Scott Technology has solved variable lamb carcass problems through mechatronic solutions that adjust the most extreme carcass variations through measuring carcass dimensions with X-ray technology. “Lamb is a young animal and there’s going to be rib variation. You do need to know how many ribs there are but sometimes it’s not clear whether you’d call something – which can be really small – a rib or not. It needs to be done on a case by case basis, and that’s a challenge. Through our x-ray technology we have the ability to spot the carcass that is not going to work through the automation, so in the process we can take them off before they get to the cutting machinery, and process them manually.”
Another challenge surrounds equipment longevity and manufacturing flexibility.
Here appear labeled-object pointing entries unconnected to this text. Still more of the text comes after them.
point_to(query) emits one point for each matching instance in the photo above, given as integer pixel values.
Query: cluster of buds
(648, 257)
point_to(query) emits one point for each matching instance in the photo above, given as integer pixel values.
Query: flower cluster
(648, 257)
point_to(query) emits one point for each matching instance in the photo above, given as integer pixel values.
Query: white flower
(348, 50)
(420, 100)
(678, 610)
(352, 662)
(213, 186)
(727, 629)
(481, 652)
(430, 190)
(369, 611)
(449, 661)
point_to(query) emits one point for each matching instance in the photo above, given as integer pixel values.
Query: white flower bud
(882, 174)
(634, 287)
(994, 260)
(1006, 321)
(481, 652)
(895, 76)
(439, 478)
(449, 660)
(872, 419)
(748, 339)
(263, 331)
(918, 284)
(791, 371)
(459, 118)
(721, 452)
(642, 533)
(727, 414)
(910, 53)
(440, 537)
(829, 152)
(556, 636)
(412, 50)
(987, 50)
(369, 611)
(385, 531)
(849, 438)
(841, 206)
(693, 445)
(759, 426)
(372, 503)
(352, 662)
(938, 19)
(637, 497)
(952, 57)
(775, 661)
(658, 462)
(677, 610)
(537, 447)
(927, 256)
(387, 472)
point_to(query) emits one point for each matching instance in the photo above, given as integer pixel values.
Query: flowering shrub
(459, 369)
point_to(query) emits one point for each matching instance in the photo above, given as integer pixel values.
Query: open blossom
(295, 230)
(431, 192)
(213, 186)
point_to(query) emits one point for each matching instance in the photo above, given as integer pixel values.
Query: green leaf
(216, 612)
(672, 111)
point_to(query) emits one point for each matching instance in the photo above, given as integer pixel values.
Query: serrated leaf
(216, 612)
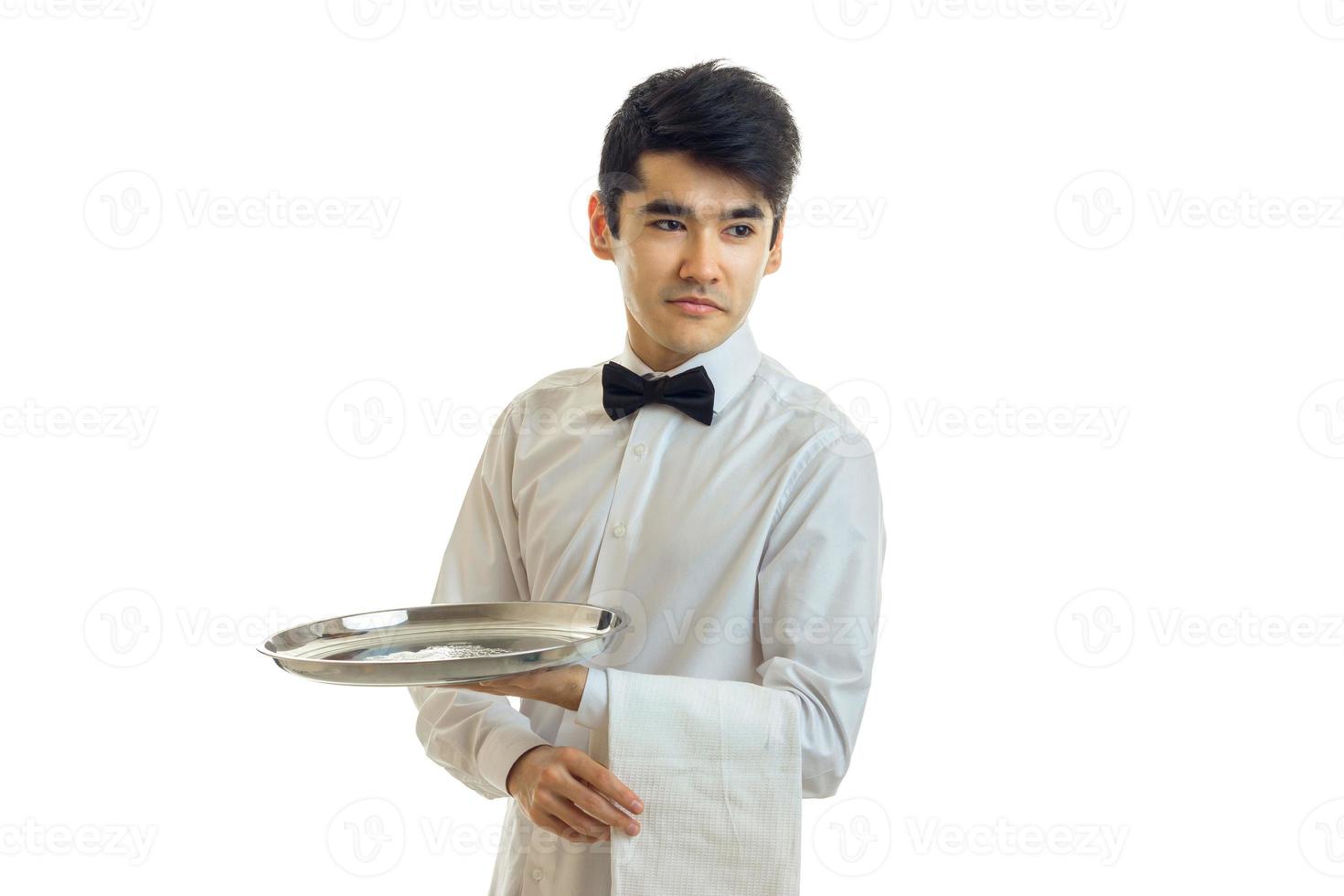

When investment is being made in machines, processors are looking to maximise how automation can be used and to ensure their investment is for the long term, capable of handling current requirements but also potential future requirements.
Automation has much to offer meat processing operations. In order for automated systems to be widespread, suppliers will need to work in close partnership with processors. “A lot of these automation projects are custom built and cannot be copied one to one to other projects,” says Smet. “I believe that the meat industry will have to define and develop with their suppliers’ automation projects. So it is important to choose a reliable and proven automation provider since the relationship will have to last for a long time”
References and further reading
Caldwell, D (2012) Robotics and Automation in the Food Industry: Current and Future Technologies, Cambridge: Woodhead Publishing
Devine, C. and Dikeman M. (2004) Encyclopedia of Meat Sciences Series, London: Academic Press
Kerry, J. Kerry, J. and David, L. (2002) Meat Processing: Improving Quality, Cambridge: Woodhead Publishing
Mittal, G. (1997) Computerized Control Systems in the Food Industry, New York: Marcel Dekker
Nollet, L. and Toldra, F. (2006) Advanced Technologies For Meat Processing, Florida: CRC Press.